My friend and Dearborn native Bob Basse set up a meeting with Mary Laundroche and Dave Norwood from the City of Dearborn. We met at the Dearborn Administrative Center, a building in an office park across from Ford Corporate Headquarters.
After introductions, Mary described her role as one to foster an ‘engaged and connected community.’ I explained my particular interest in Dearborn as both the headquarters of one of the world’s largest corporations and the center of the Muslim community in America. Mary replied, “We don’t think of ourselves as the Muslim Capital of America. We strive to promote community among everyone.”
Mary described Dearborn as a city known for its outstanding services, with strong support from Ford, the largest employer. Besides having its corporate headquarters in Dearborn, Ford also has a large research and development facility here and manufacturers F-150 pick-ups at the revitalized Rouge Assembly plant. Geographically, Dearborn is a long city, “Ford land shapes the entire city, with its corporate campus as the fulcrum between East and West Dearborn.”
Dearborn was first settled in the 1700’s, but the community’s growth is tied to Ford. In the 1920’s, when Henry Ford opened the River Rouge plant and employed 100,000 workers, the city grew. It also expanded in the 1950’s, when cars became available to even more people after World War II. Ford has always invested in Dearborn; yet, Dearborn was never a ‘company town’ like Pullman Illinois.
Dave added that Henry Ford gave to the community through parks, schools, and contributions to healthcare and the arts. But the government remained separate and stable; Dearborn has had only five mayors in 80 years.
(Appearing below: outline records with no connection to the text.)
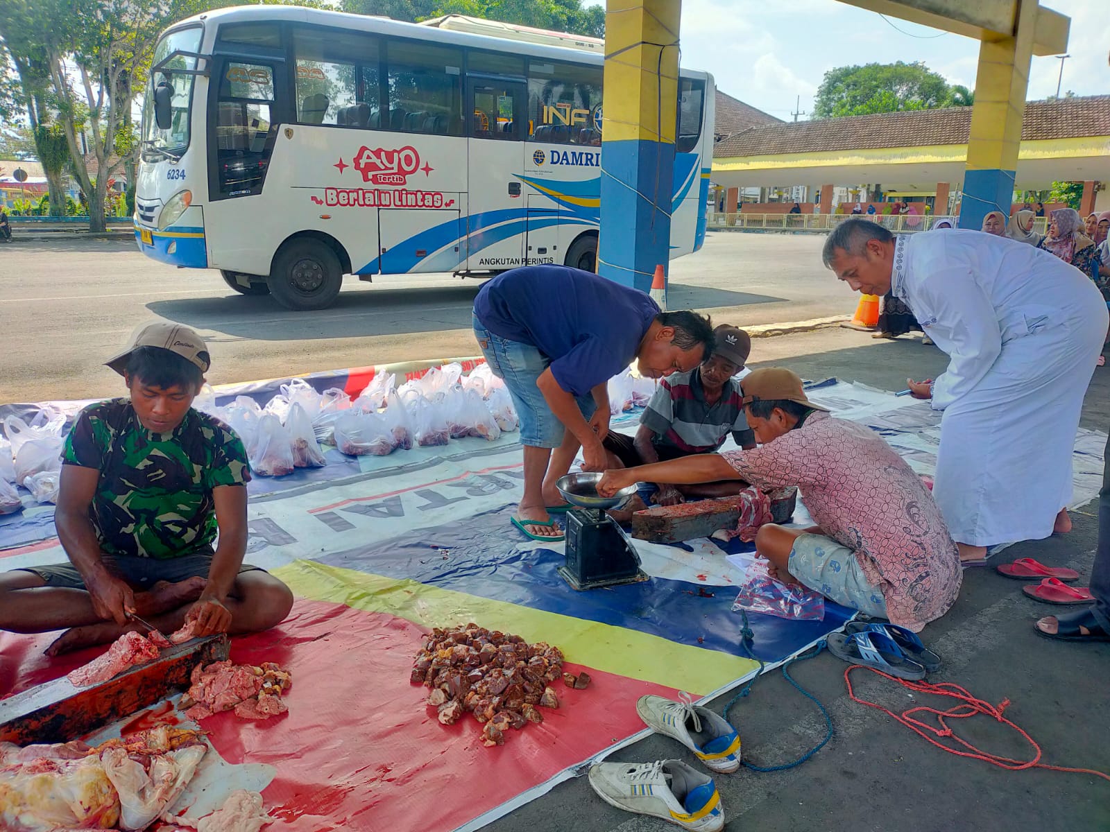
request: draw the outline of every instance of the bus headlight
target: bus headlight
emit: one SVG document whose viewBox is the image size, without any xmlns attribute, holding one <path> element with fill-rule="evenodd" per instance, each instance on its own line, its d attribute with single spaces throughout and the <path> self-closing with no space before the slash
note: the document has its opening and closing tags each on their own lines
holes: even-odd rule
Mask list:
<svg viewBox="0 0 1110 832">
<path fill-rule="evenodd" d="M 165 231 L 168 227 L 173 225 L 181 219 L 181 215 L 185 213 L 185 209 L 193 203 L 193 192 L 192 191 L 181 191 L 180 193 L 173 194 L 169 200 L 165 201 L 165 205 L 162 207 L 162 213 L 158 215 L 158 230 Z"/>
</svg>

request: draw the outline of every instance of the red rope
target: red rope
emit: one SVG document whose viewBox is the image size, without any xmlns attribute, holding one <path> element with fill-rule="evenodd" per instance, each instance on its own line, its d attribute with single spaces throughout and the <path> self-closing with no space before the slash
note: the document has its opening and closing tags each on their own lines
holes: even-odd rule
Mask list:
<svg viewBox="0 0 1110 832">
<path fill-rule="evenodd" d="M 907 688 L 915 693 L 932 693 L 938 697 L 949 697 L 951 699 L 958 700 L 958 704 L 953 706 L 947 711 L 938 711 L 936 708 L 929 708 L 928 706 L 918 706 L 916 708 L 910 708 L 902 711 L 901 713 L 895 713 L 891 710 L 884 708 L 878 702 L 871 702 L 867 699 L 860 699 L 856 696 L 855 690 L 851 687 L 851 671 L 852 670 L 870 670 L 874 673 L 890 679 L 891 681 L 898 682 L 904 688 Z M 884 713 L 892 717 L 894 719 L 901 722 L 906 728 L 910 729 L 919 737 L 928 740 L 930 743 L 937 748 L 947 751 L 950 754 L 956 754 L 957 757 L 967 757 L 972 760 L 982 760 L 983 762 L 989 762 L 992 765 L 998 765 L 1001 769 L 1007 769 L 1009 771 L 1021 771 L 1022 769 L 1048 769 L 1050 771 L 1070 771 L 1078 774 L 1093 774 L 1100 777 L 1103 780 L 1110 781 L 1110 774 L 1101 771 L 1094 771 L 1093 769 L 1069 769 L 1063 765 L 1049 765 L 1048 763 L 1040 762 L 1041 750 L 1040 745 L 1037 744 L 1036 740 L 1025 732 L 1021 728 L 1013 724 L 1010 720 L 1002 716 L 1002 711 L 1006 710 L 1007 706 L 1010 704 L 1009 699 L 1003 699 L 998 706 L 992 706 L 990 702 L 985 702 L 981 699 L 976 699 L 968 691 L 958 684 L 952 682 L 938 682 L 936 684 L 930 682 L 915 682 L 907 679 L 898 679 L 897 677 L 890 676 L 889 673 L 884 673 L 881 670 L 876 670 L 875 668 L 865 667 L 864 664 L 852 664 L 844 671 L 844 681 L 848 686 L 848 696 L 851 697 L 854 702 L 859 702 L 859 704 L 866 704 L 868 708 L 875 708 L 876 710 L 882 711 Z M 922 722 L 917 719 L 915 714 L 917 713 L 931 713 L 937 718 L 936 726 Z M 992 754 L 989 751 L 982 751 L 977 749 L 970 742 L 961 739 L 956 734 L 955 731 L 949 727 L 949 719 L 967 719 L 968 717 L 975 717 L 976 714 L 986 714 L 997 722 L 1001 722 L 1005 726 L 1009 726 L 1015 731 L 1017 731 L 1021 737 L 1032 747 L 1035 753 L 1031 760 L 1011 760 L 1008 757 L 1002 757 L 1000 754 Z M 932 735 L 930 735 L 932 734 Z M 959 748 L 952 748 L 935 738 L 952 738 L 956 742 L 967 750 L 960 750 Z"/>
</svg>

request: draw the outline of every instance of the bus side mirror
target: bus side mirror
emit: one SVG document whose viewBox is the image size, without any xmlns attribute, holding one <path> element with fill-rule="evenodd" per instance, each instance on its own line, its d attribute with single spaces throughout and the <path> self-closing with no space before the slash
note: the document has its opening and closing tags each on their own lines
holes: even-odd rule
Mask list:
<svg viewBox="0 0 1110 832">
<path fill-rule="evenodd" d="M 154 88 L 154 123 L 159 130 L 173 126 L 173 87 L 168 81 L 159 81 Z"/>
</svg>

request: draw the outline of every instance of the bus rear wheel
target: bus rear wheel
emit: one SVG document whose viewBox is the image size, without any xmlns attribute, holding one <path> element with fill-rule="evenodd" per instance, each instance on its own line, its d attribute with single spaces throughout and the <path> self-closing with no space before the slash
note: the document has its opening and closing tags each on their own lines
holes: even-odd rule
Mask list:
<svg viewBox="0 0 1110 832">
<path fill-rule="evenodd" d="M 571 244 L 565 265 L 584 272 L 597 271 L 597 235 L 584 234 Z"/>
<path fill-rule="evenodd" d="M 240 272 L 229 272 L 226 268 L 220 270 L 223 282 L 241 295 L 269 295 L 270 286 L 259 278 L 251 280 L 252 275 Z M 240 280 L 243 282 L 240 283 Z"/>
<path fill-rule="evenodd" d="M 294 240 L 274 257 L 269 283 L 270 294 L 286 310 L 324 310 L 340 293 L 343 268 L 329 245 L 319 240 Z"/>
</svg>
Dave sees his role as Sustainability Coordinator to ensure that Dearborn will make decisions today that allow future generations to live well. He iterated a number of initiatives and accomplishments, from the multi-modal transit center to bike sharing to canoeing on the River Rouge, water purity enhancements and LED street light conversions as steps to make Dearborn more sustainable.
Mary shared with me the Dearborn Calendar, sent to every resident annually, that lists an array of events and participation opportunities, as well as a breakdown of how tax dollars are spent and explanations of property owner responsibilities (lawns maintained, no cars on grass, no peeling paint, etc.). This is one example of how the city strives to keep citizens engaged and connected.
How will we live tomorrow?
Mary: “I hope we’ll live with even greater connection between each other. As we are more integrated we can find more of what we have in common. Dearborn is an excellent model of that.”
Dave: “We are a unified community with diversity, and our diversity will continue. Hispanics are our fastest growing minority. I see the River Rouge, which used to be a waste pool, as something that joins us.”
Dave walked Bob and me out of the facility. He explained that Dearborn’s former City Hall is being turned into artist housing; all city functions now take place in the administrative center.
After we shook hands and headed to the parking lot, I realized how this brief conversation with two city employees clarified the pattern of disconnection between the people I’ve talked with on my journey and our government. Not because of what they said – Mary and Dave were right on message – but because of what they didn’t say, or rather couldn’t say.
When I mentioned Dearborn as the Muslim Capital of America Mary politely shut it down. Yet, like it or not, Dearborn is the Muslim Capital of America, and, like it or not, the City’s Director of Public Information ought to be able to acknowledge how the rest of America sees her city. It is especially disconcerting when America could benefit from positive images of a Muslim community, and everything I saw of Muslim Dearborn is so positive.
Similarly, Dave’s description of sustainability efforts was extensive except for one small word – car. How could he mention cars? Sitting in an office that is nearly impossible to get to without an automobile in the shadow of Fords International headquarters, in the city that assembles the most popular motor vehicle in the world. Dearborn’s Suitability Coordinator is free to play around the edges of green, but does it really matter if the new train station is on a bike path in a city where virtually everyone has to own a car to have meaningful mobility?
And why has Dearborn abandoned it monumental City Hall to inhabit an Administrative Center in an office park? It’s because we’ve lost our belief in government as a noble enterprise, as the symbol of a proud community. Everywhere I go, people see business, technology, individual initiative, community, and faith as pathways to improve tomorrow, but no one mentions government, in any form, as an agent for positive action.
I appreciate Mary and Dave talking with me, and I appreciate how carefully, as public employees, they must tailor their comments. After all, I’ve approached dozens of elected officials with my question and can’t get a response out of even one. But ultimately that extreme care not to offend, that spin, diminishes government. The official line may be that artist will have cool space and the administrative center is efficient, but the reality is our government no longer represents our collective aspiration. And Dearborn, a responsive and well-run city by any measure, understands that pulse in abandoning a landmark City Hall and moving government functions to a generic place to execute transactions.